Launched: 27 March 1909
Maiden voyage: 1 October 1909
Identification: Official number : 124675
Signal letters : HPKD
Fate: Requisitioned by the Admiralty, 4 August 1914
Career
Name: HMS Otranto
Acquired: 4 August 1914
Fate: Sank after collision, 6 October 1918
General characteristics
Type: Passenger liner / armed merchant cruiser
Tonnage: 12,124 gross register tons (GRT)
7,433 net register tons (NRT)
Length: 535 ft 4 in (163.17 m)
Beam: 64 ft (20 m)
Depth: 38 ft 8 in (11.79 m)
Installed power: 14,000 ihp (10,000 kW)
Propulsion: 2 × screws
2 × quadruple-expansion steam engines
Speed: 18 knots (33 km/h; 21 mph)
Capacity: Passengers:
235 1st class
186 2nd class
696 3rd class
Armament: 8 × 4.7 in (120 mm) guns

HMS Otranto was a armed merchant cruiser requisitioned by the Royal Navy when World War I began in 1914. Built before the war for the UK — Australia run as the SS Otranto, she was primarily used during the war to search for German commerce raiders. She played small roles in the Battle of Coronel in November 1914 when the German East Asia Squadron destroyed the British squadron searching for it and in the Battle of the Falklands the following month when a British squadron annihilated the Germans in turn. Aside from brief refits in the U.K., Canada and Australia, she remained on this duty until early 1918 when she became a troopship. During a severe storm off the Scottish coast in late 1918, she was rammed by another troopship and forced ashore by the storm, killing 431 passengers and crewmen.
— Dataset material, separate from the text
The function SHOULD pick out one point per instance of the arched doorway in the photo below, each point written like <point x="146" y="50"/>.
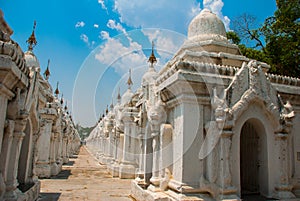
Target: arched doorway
<point x="25" y="164"/>
<point x="253" y="159"/>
Construction and service[edit]

Passenger ship[edit]

SS Otranto in Orient Line service, 1909

Otranto was built in 1908–09 by the Belfast yard of Workman Clark for the Orient Steam Navigation Company. It took two attempts – on 23 March and again on 27 March 1909 – to launch Otranto. She left London on her maiden voyage to Australia on 1 October 1909. Otranto was present at King George V's Coronation Naval Review on 26 June 1911.

Auxiliary cruiser[edit]

The day that Great Britain declared war on Germany on 4 August 1914, Otranto was requisitioned by the Admiralty for conversion to an armed merchant cruiser, having eight 4.7 in (120 mm) guns fitted. She was sent to the South Atlantic to join Rear Admiral Sir Christopher Cradock's West Indies squadron. This squadron was subsequently diverted to the South-East Pacific to intercept the German East Asia Squadron under Vice Admiral Maximilian von Spee which was attempting to make for Germany after the loss of its base in Tsingtao, China, to a joint Japanese-British force. It was Otranto which spotted the German squadron on 1 November 1914 off the Chilean coast. The subsequent battle, known as the Battle of Coronel, was a victory for the German squadron, but Otranto managed to escape along with the light cruiser Glasgow.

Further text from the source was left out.